When Karen and Doug Byrd bought a Victorian-era home near Gonzaga University in the late 1980s, they didn’t realize how big a role the university would play in their lives.
Nearly 30 years later, they’re season ticket holders to the Zags’ men’s basketball games, and Karen and the couple’s 24-year-old son, Giacobbe, attended the Final Four playoffs this year.
Over the years, Zags team members have played street basketball at their neighborhood block parties. The Byrds also have enjoyed drama productions, concerts and lectures at Gonzaga, which is part of Spokane’s Logan neighborhood.
“It’s our big backyard,” Giacobbe said of Gonzaga’s 152-acre campus along the Spokane River.
“While it didn’t bring me here, I like being in a college neighborhood,” Karen said. “Seeing the youth is one of the things that keeps me here.”
The Logan/University District neighborhood is among Spokane’s most educationally rich areas, with about 10,000 college students. Gonzaga has been a presence since the late 1800s. To the south is the emerging University District, with Washington State University Health Sciences-Spokane and cooperative programs with Eastern Washington University, Community Colleges of Spokane and Whitworth University.
Moody Bible Institute also has a Spokane campus in the area. Besides higher and graduate education, there is Logan Elementary School, Gonzaga Prep and St. Aloysius Gonzaga Catholic School, a private elementary.
Large older homes, which have been turned into rentals, make the neighborhood popular with students attending Whitworth, Eastern and WSU-Spokane as well as Gonzaga.
Having so many young adults renting in the neighborhood poses some challenges, said Amber Waldref, a Spokane city councilwoman who lives in the area. Families interested in purchasing a home in the area are competing with investors buying up properties for rentals.
Waldref sees opportunities for more multifamily housing in the Logan/University District, including townhouses and condos. However, “it’s going to be the same issue Browne’s Addition is grappling with,” she said. “How do you add new housing while keeping the area’s historic Victorian character?”

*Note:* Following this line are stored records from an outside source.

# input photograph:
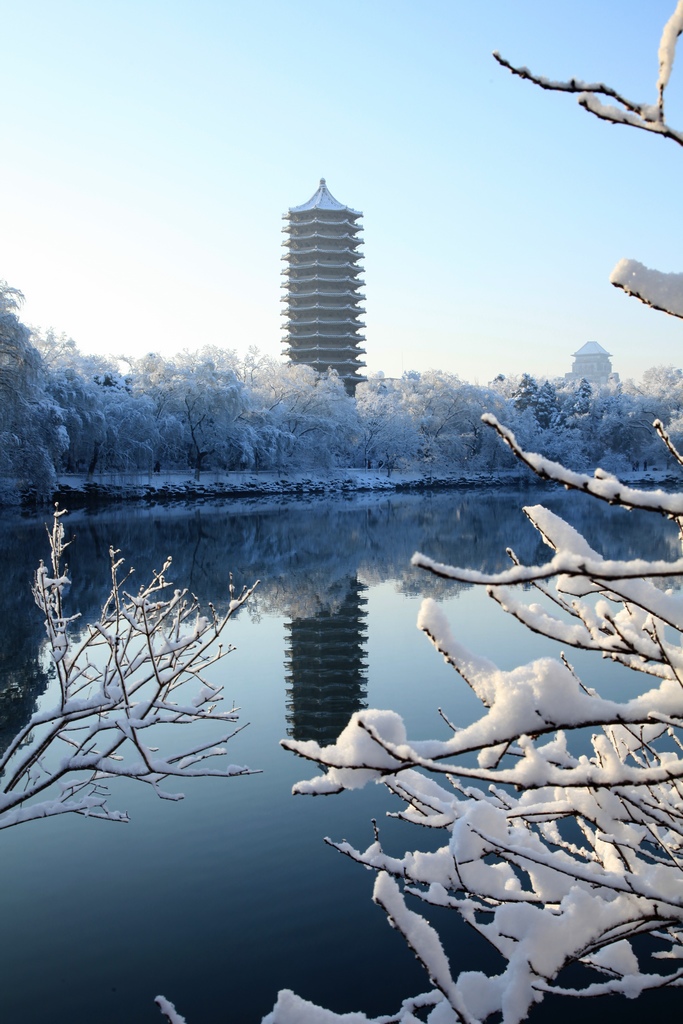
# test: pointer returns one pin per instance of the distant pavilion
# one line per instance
(593, 364)
(323, 282)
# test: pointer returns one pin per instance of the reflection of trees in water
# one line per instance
(24, 674)
(304, 555)
(325, 668)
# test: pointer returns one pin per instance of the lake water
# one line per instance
(222, 899)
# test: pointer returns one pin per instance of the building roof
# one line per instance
(592, 348)
(323, 200)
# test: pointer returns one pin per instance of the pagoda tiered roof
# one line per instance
(323, 200)
(323, 286)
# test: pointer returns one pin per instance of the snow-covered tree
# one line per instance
(560, 806)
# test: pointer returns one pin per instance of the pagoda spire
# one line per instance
(323, 283)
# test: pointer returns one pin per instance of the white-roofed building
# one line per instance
(323, 282)
(593, 364)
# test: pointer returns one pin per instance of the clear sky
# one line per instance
(151, 147)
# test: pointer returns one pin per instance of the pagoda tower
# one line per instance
(323, 301)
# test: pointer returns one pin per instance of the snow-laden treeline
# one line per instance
(65, 412)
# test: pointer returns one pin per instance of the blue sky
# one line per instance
(151, 147)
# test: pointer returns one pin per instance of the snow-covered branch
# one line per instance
(561, 808)
(660, 291)
(139, 667)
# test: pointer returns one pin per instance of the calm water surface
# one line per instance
(222, 899)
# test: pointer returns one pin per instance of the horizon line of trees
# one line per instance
(66, 412)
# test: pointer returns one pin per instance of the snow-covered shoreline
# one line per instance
(162, 488)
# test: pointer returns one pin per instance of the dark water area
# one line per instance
(221, 899)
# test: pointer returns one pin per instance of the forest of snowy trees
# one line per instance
(66, 412)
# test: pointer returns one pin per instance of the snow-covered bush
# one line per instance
(118, 682)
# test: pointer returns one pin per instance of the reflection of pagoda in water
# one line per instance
(326, 671)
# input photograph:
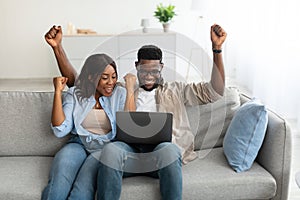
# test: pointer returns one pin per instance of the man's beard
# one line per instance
(159, 81)
(150, 89)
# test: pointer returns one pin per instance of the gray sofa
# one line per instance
(27, 147)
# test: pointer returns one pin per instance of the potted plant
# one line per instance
(164, 14)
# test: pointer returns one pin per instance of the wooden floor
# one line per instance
(46, 85)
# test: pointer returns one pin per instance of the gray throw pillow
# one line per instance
(209, 122)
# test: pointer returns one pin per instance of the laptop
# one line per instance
(144, 127)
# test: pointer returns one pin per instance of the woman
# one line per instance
(88, 113)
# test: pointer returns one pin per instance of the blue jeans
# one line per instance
(120, 160)
(73, 173)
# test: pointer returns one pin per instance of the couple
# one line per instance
(88, 112)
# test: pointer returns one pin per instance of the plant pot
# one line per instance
(166, 27)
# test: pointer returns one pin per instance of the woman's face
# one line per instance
(107, 81)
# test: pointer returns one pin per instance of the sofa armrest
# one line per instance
(275, 153)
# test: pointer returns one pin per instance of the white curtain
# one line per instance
(262, 51)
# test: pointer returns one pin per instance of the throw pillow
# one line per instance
(245, 135)
(209, 122)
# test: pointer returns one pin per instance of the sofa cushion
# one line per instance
(23, 177)
(208, 177)
(209, 122)
(245, 135)
(203, 178)
(25, 124)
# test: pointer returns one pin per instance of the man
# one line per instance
(119, 159)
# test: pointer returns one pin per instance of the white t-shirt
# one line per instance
(146, 100)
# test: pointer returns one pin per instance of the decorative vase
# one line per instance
(166, 27)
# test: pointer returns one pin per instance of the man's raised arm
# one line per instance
(54, 38)
(218, 36)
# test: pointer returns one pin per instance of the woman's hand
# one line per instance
(54, 36)
(218, 36)
(59, 83)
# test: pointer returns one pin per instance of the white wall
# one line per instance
(25, 54)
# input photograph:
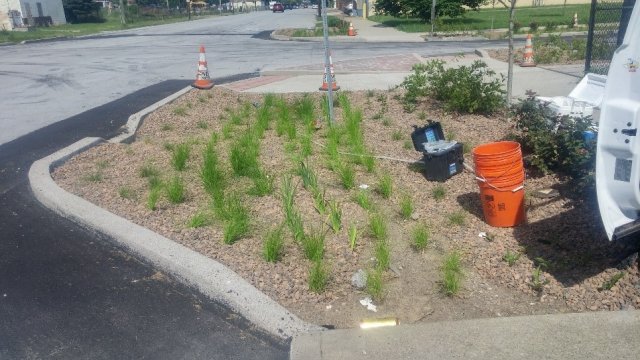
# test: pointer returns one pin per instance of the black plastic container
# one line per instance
(442, 160)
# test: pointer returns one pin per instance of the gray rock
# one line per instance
(359, 279)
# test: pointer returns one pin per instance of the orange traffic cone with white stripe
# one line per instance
(351, 31)
(325, 79)
(527, 60)
(203, 81)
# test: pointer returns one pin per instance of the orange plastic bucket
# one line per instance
(500, 174)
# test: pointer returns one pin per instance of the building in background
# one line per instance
(20, 14)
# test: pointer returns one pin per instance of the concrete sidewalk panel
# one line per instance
(597, 335)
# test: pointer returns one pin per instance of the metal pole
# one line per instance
(433, 15)
(327, 66)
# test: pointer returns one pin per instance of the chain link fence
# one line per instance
(607, 26)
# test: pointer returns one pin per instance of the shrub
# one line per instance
(471, 89)
(555, 143)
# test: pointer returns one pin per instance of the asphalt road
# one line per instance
(45, 82)
(69, 293)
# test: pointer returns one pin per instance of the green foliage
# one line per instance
(353, 236)
(318, 277)
(385, 186)
(511, 257)
(363, 199)
(420, 237)
(273, 245)
(451, 274)
(175, 190)
(607, 285)
(180, 156)
(313, 245)
(472, 89)
(456, 218)
(406, 206)
(555, 143)
(335, 216)
(438, 192)
(375, 285)
(422, 8)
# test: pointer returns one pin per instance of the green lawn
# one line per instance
(112, 23)
(497, 18)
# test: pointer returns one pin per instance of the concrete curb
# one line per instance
(210, 277)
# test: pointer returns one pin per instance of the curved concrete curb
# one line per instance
(208, 276)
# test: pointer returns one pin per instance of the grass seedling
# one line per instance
(385, 186)
(378, 227)
(363, 199)
(94, 176)
(375, 285)
(262, 185)
(199, 219)
(382, 254)
(438, 192)
(180, 155)
(420, 237)
(353, 236)
(611, 282)
(152, 199)
(126, 192)
(406, 206)
(313, 245)
(335, 216)
(202, 125)
(397, 135)
(273, 245)
(175, 190)
(149, 170)
(451, 274)
(511, 257)
(457, 218)
(318, 277)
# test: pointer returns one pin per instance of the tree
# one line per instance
(82, 11)
(422, 8)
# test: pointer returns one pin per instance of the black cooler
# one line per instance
(442, 159)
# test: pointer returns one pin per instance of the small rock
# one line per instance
(359, 279)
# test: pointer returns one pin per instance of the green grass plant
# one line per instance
(175, 190)
(451, 274)
(406, 206)
(420, 237)
(385, 186)
(456, 218)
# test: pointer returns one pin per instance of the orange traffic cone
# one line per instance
(325, 80)
(203, 81)
(351, 31)
(527, 60)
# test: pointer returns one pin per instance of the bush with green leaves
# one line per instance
(470, 89)
(555, 143)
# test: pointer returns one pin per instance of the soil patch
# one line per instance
(562, 236)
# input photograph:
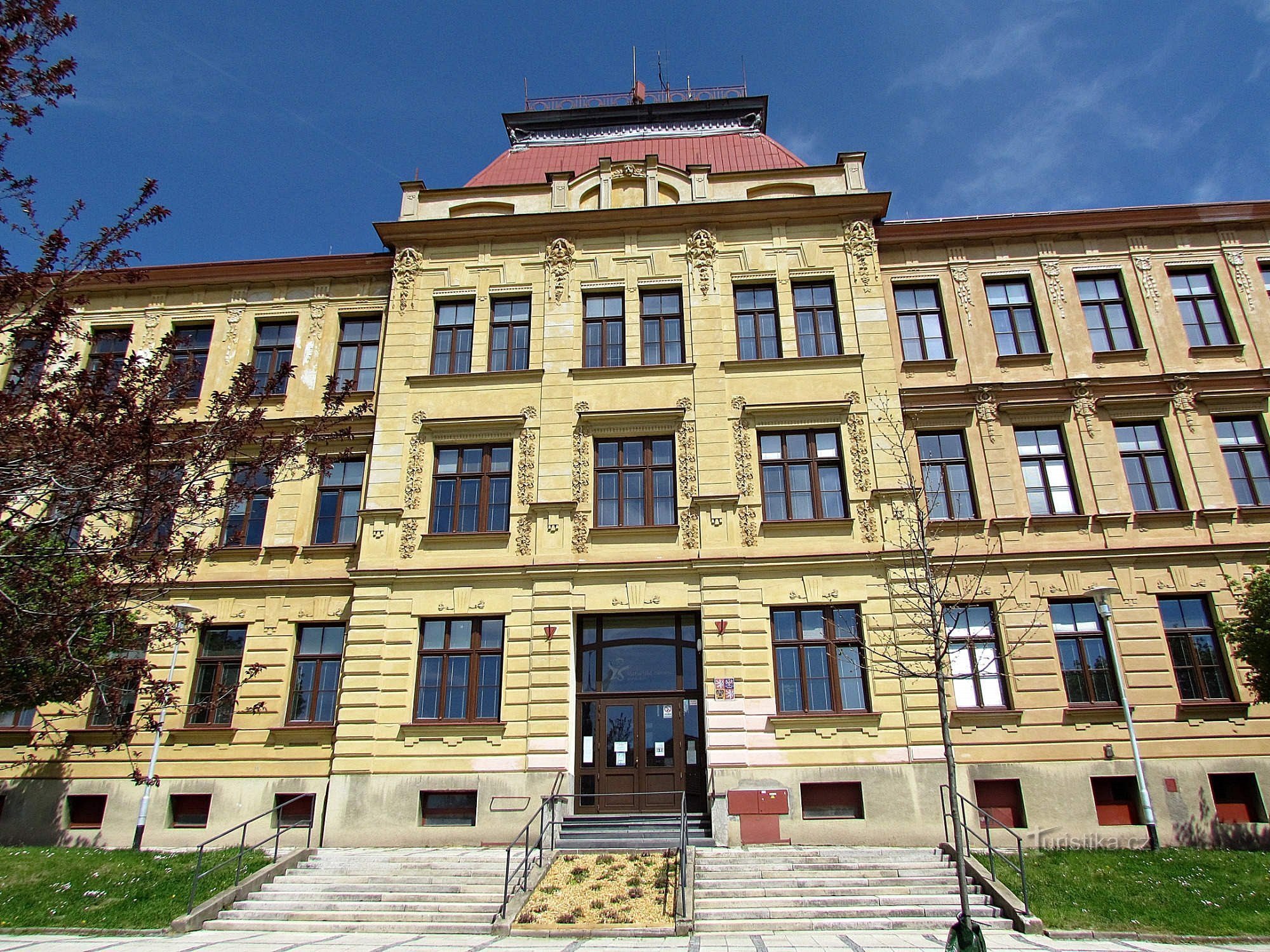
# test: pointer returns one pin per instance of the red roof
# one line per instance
(733, 152)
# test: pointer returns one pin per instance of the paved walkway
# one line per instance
(897, 941)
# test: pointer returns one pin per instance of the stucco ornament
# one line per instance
(406, 268)
(561, 257)
(703, 251)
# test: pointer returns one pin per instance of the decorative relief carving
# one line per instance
(1055, 285)
(862, 243)
(406, 268)
(559, 267)
(410, 538)
(703, 251)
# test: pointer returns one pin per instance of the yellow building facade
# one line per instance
(628, 519)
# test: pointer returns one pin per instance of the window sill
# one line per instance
(474, 380)
(632, 370)
(829, 362)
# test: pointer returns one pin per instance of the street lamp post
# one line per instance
(1102, 595)
(185, 612)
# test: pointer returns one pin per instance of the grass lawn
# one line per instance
(1175, 892)
(105, 889)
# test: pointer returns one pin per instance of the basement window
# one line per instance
(1236, 798)
(1003, 802)
(86, 812)
(832, 802)
(448, 808)
(1116, 799)
(190, 809)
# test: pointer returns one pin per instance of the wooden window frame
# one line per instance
(322, 661)
(483, 506)
(831, 642)
(340, 491)
(279, 360)
(815, 465)
(449, 357)
(650, 472)
(360, 348)
(515, 357)
(215, 706)
(756, 314)
(919, 314)
(605, 323)
(1141, 458)
(1045, 460)
(1186, 638)
(1189, 304)
(474, 653)
(1013, 313)
(661, 321)
(1245, 453)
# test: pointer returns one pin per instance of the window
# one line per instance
(217, 676)
(1201, 307)
(921, 323)
(17, 720)
(275, 347)
(510, 334)
(973, 652)
(190, 809)
(340, 497)
(1116, 799)
(1236, 798)
(636, 482)
(1107, 314)
(190, 354)
(248, 502)
(1014, 318)
(107, 355)
(1245, 450)
(832, 802)
(1003, 802)
(319, 649)
(604, 332)
(1196, 651)
(472, 489)
(759, 336)
(816, 321)
(448, 808)
(359, 354)
(1046, 477)
(802, 475)
(820, 661)
(1084, 653)
(294, 809)
(86, 812)
(460, 670)
(453, 345)
(1146, 466)
(662, 327)
(946, 477)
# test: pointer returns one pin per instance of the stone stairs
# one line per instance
(418, 892)
(779, 889)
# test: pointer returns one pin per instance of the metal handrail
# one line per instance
(990, 822)
(200, 873)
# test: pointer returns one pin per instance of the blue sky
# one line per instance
(283, 129)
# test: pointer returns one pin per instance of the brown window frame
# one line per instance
(831, 643)
(650, 470)
(323, 661)
(815, 465)
(1191, 305)
(214, 706)
(487, 475)
(476, 652)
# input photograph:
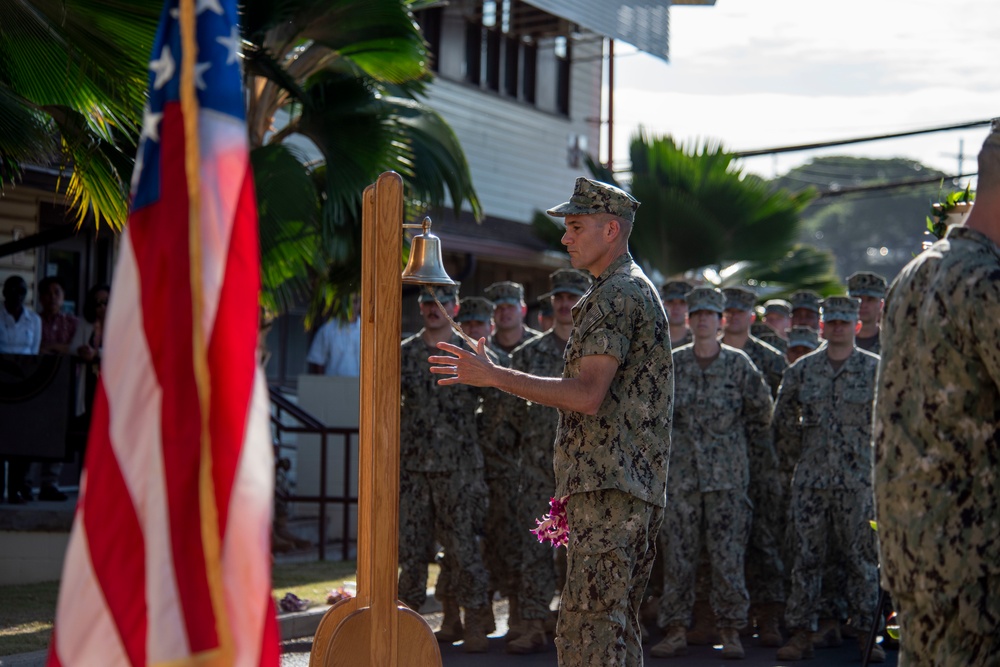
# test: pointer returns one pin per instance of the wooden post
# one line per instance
(373, 629)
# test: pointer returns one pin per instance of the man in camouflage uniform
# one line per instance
(497, 441)
(778, 318)
(546, 316)
(822, 427)
(870, 288)
(441, 490)
(765, 571)
(722, 421)
(537, 423)
(615, 405)
(805, 309)
(672, 293)
(509, 315)
(801, 341)
(736, 333)
(937, 438)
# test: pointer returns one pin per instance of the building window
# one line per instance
(529, 52)
(473, 52)
(563, 53)
(501, 51)
(493, 41)
(511, 73)
(430, 24)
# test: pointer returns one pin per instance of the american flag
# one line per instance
(169, 560)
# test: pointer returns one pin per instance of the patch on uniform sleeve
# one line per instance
(593, 316)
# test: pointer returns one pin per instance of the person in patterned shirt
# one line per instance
(537, 424)
(822, 431)
(870, 288)
(510, 329)
(615, 401)
(672, 293)
(937, 439)
(721, 446)
(497, 440)
(442, 492)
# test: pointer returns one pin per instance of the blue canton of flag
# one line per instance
(218, 88)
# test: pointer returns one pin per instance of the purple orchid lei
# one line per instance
(553, 527)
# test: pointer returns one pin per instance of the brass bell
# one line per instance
(425, 266)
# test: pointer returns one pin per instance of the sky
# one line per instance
(766, 73)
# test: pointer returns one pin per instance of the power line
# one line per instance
(825, 194)
(844, 142)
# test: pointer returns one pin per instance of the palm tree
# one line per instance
(73, 78)
(333, 89)
(699, 209)
(340, 81)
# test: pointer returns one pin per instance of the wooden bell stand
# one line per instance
(373, 629)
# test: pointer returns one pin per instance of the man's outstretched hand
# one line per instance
(472, 368)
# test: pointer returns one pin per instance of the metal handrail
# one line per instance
(310, 424)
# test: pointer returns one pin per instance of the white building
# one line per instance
(520, 82)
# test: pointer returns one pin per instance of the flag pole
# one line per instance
(206, 490)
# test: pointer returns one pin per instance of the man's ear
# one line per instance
(613, 229)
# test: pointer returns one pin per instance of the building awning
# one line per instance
(644, 24)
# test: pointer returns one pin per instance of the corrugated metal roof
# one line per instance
(643, 23)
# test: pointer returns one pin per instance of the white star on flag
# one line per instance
(199, 70)
(151, 126)
(208, 4)
(232, 44)
(164, 67)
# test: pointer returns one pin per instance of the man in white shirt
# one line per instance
(336, 349)
(20, 327)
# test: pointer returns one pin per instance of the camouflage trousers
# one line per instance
(501, 542)
(611, 547)
(448, 507)
(826, 522)
(721, 521)
(954, 627)
(764, 566)
(537, 583)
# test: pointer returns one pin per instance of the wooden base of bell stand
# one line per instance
(373, 629)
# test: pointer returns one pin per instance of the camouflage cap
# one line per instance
(596, 197)
(803, 337)
(705, 298)
(840, 308)
(779, 307)
(739, 298)
(506, 291)
(805, 299)
(568, 280)
(675, 289)
(443, 292)
(475, 309)
(866, 283)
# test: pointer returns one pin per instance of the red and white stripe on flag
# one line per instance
(169, 557)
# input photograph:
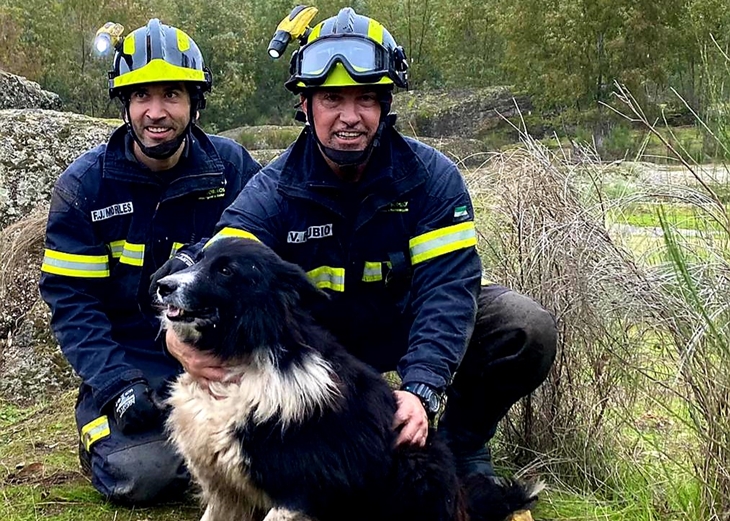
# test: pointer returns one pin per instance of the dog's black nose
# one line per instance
(166, 286)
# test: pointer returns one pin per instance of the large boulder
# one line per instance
(467, 113)
(17, 92)
(35, 147)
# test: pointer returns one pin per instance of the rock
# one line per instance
(471, 113)
(264, 137)
(35, 147)
(16, 92)
(32, 367)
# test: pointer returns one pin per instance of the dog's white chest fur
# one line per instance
(203, 424)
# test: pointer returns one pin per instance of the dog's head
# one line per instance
(239, 298)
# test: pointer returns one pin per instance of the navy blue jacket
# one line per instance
(112, 224)
(395, 251)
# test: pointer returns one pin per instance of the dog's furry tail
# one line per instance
(495, 499)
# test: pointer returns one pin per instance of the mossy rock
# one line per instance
(466, 113)
(35, 147)
(264, 137)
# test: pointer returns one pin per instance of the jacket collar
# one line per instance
(393, 170)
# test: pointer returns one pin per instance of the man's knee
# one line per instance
(139, 474)
(525, 327)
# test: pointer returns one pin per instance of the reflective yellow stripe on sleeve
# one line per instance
(132, 254)
(373, 272)
(116, 247)
(71, 265)
(94, 431)
(231, 232)
(175, 246)
(444, 240)
(328, 277)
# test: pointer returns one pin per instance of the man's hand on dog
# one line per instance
(411, 419)
(203, 367)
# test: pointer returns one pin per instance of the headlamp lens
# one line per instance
(102, 44)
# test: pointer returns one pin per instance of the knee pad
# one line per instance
(140, 474)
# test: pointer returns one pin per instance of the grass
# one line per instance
(40, 476)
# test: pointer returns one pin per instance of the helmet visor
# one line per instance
(364, 59)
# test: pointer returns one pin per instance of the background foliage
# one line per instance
(565, 54)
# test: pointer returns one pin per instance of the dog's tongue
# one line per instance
(173, 312)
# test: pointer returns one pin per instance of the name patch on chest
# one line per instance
(313, 232)
(112, 211)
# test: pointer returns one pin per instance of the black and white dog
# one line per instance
(303, 430)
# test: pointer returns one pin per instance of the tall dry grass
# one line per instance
(636, 407)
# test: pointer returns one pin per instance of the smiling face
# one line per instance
(159, 112)
(345, 118)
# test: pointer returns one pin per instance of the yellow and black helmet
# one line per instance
(156, 53)
(345, 50)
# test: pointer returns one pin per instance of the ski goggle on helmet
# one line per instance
(348, 50)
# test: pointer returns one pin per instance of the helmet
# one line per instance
(155, 53)
(348, 50)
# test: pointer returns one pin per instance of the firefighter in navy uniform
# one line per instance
(385, 224)
(117, 214)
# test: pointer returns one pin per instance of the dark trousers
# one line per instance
(510, 354)
(131, 469)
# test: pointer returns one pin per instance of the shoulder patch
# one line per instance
(397, 207)
(460, 212)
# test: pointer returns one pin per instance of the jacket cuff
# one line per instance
(104, 395)
(416, 375)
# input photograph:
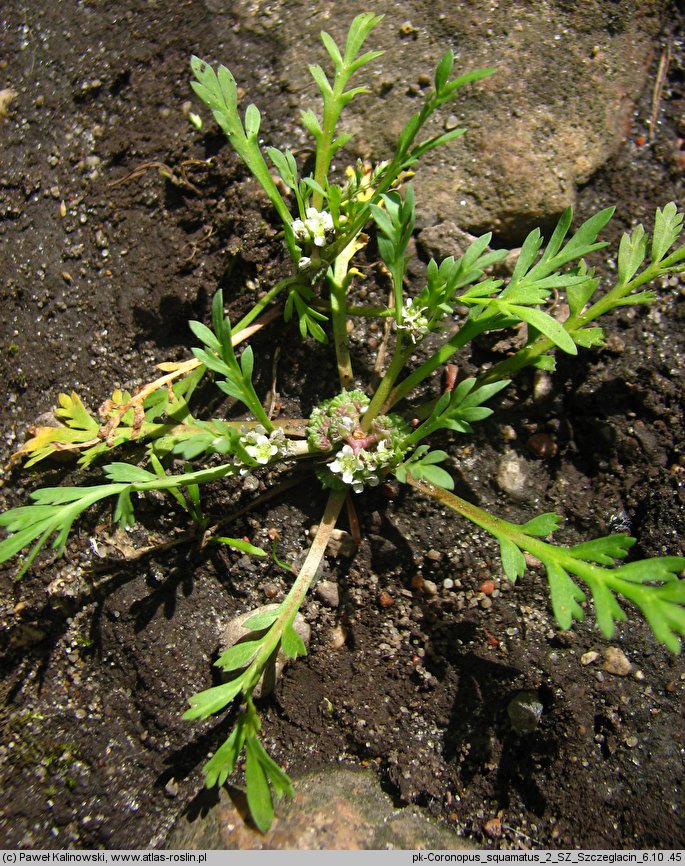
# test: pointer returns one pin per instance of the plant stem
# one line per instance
(381, 397)
(470, 330)
(339, 280)
(264, 302)
(293, 601)
(529, 354)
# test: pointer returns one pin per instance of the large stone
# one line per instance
(335, 809)
(568, 76)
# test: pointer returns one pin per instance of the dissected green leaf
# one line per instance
(513, 561)
(240, 544)
(260, 621)
(292, 644)
(206, 703)
(605, 550)
(258, 791)
(221, 764)
(239, 655)
(566, 596)
(542, 525)
(668, 225)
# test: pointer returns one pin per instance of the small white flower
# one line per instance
(300, 230)
(263, 449)
(414, 320)
(349, 467)
(314, 228)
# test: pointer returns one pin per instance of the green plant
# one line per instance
(356, 437)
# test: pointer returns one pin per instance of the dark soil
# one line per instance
(100, 656)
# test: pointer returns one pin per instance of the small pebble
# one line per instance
(616, 662)
(542, 385)
(338, 637)
(493, 828)
(511, 476)
(385, 599)
(525, 711)
(171, 788)
(327, 591)
(542, 446)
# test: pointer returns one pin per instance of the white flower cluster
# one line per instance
(263, 447)
(363, 467)
(414, 320)
(314, 228)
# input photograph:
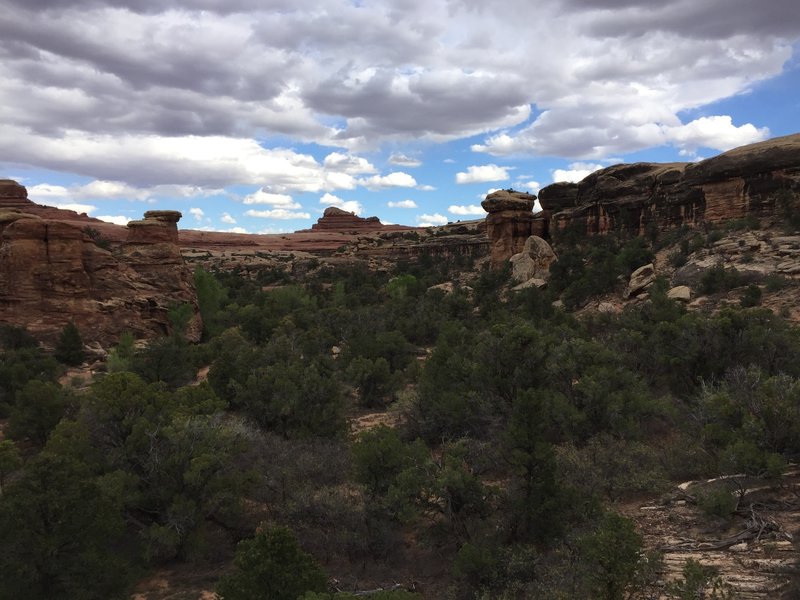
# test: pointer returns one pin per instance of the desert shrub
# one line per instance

Karen Byrd, who has been active in the Logan Neighborhood Association, said local residents have been open to higher-density development along busy aerterials. She also likes the idea of small, neighborhood businesses sprinkled throughout the area, similar to the restaurants and coffee shops in Browne’s Addition. Her family patronizes the Clover Restaurant, just east of Hamilton Street on Sharp Avenue, which they can walk to for a fine dining experience, she said.
While Byrd enjoys the vibe students bring to the neighborhood, she also thinks the area will continue to attract families. She’s a nurse and her husband works in commercial real estate. They’re both short commutes from their work.
Mission Park, which was designed by the Olmstead brothers, is one of the gems of the neighborhood, with Spokane River frontage and access to the Centennial Trail, she said. The tree-lined streets also are home to a number of landmarks, such as the old Health Library and St. Aloysius Church.
Over the years, she’s noticed more people accessing the Spokane River for recreation from the neighborhood. She may join them soon: An inflatable paddle board is on her wish list.
“I can see more people moving here because of quality of life,” Byrd said.